“Alexis Magno”, “Tsipras il trionfo”, “Schiaffo al rigore” ,”Tsipras stravince e scuote l’Europa”…questi sono i titoli dei giornali che nei giorni scorsi scorronevano durante la rassegna stampa di Sky tg 24.
Incredibile e disgustoso come tutti oggi gioiscano dell’elezione di Tsipras. Tutti quelli che 10 anni fa mi dicevano che Berlusconi vendeva favole adesso gioiscono perché chi oggi vende favole e vince porta il loro colore, il rosso. Tutti quelli che fino a ieri al rosso erano allergici e gli anti-casta gioiscono perché chi oggi vince sostiene le loro stesse strampalate idee sulla sovranità monetaria; in più hanno trovato conferma che quella strada può essere un’ottima leva per attirare voti facili e devono dire che andrà tutto bene. I rimanenti gioiscono perché se la Grecia riuscirà in qualche modo a ottenere qualche sconto allora avremo il diritto anche noi di chiederlo e poter avere la possibilità di far crescere ulteriormente il debito pubblico è sempre una buona leva per il consenso elettorale.
Quella stampa che ci ha fatto odiare per anni tra fratelli oggi canta all’unisono e già questa la dice lunga, le voci critiche si possono trovare solo nei blog che da mesi avevano previsto le corse agli sportelli già in parte avvenute e in qualche articolo scritto in inglese a cui si riesce ad accedere solo se si hanno i contatti giusti su Facebook.

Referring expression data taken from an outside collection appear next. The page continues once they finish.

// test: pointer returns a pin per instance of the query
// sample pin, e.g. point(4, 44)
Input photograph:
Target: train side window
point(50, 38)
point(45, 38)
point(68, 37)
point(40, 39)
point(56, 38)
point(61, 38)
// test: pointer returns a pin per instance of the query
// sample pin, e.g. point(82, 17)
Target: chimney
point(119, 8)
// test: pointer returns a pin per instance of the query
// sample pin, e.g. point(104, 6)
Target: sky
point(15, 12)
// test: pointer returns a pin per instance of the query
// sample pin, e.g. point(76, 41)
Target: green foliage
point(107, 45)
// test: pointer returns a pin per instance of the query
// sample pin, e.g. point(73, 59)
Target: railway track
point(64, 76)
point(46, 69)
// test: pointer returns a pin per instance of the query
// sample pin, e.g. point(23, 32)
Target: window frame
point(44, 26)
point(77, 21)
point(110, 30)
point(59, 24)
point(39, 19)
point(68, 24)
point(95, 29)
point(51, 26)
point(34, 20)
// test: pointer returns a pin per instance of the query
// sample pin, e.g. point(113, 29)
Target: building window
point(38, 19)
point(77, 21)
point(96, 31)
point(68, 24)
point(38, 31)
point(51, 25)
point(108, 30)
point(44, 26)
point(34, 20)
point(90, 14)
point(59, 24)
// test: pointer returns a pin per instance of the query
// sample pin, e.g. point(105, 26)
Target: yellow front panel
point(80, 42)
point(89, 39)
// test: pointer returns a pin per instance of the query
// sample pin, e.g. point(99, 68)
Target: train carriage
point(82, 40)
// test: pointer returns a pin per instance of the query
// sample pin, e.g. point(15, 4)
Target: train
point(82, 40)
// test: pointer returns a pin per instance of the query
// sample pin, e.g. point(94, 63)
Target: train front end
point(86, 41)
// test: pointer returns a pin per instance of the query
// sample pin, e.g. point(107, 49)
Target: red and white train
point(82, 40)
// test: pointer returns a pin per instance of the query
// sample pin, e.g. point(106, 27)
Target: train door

Oggi gioiscono ma ci sarebbe da avere paura. Prima di tutto per il destino di migliaia di persone cavie di un esperimento politico abbagliate da miraggi e da falsi profeti. Secondo per il rispetto di una nazione che ci ha dato le radici, la filosofia, la democrazia e paradossalmente sta crollando sul principale limite di questa, il populismo. Terzo per la nostra politica che, con la complicità della stampa, ne sta seguendo la scia e noi il destino. Ma soprattutto perché ogni passo indietro rispetto a quei patti di buonsenso (che guarda caso la stampa chiama austerità e rigore) senza opportuni contro vincoli risulterà in un lascia passare al perpetuare del clientelismo, della corruzione e dello sperpero; un’ipoteca sul nostro futuro e sulla nostra generazione.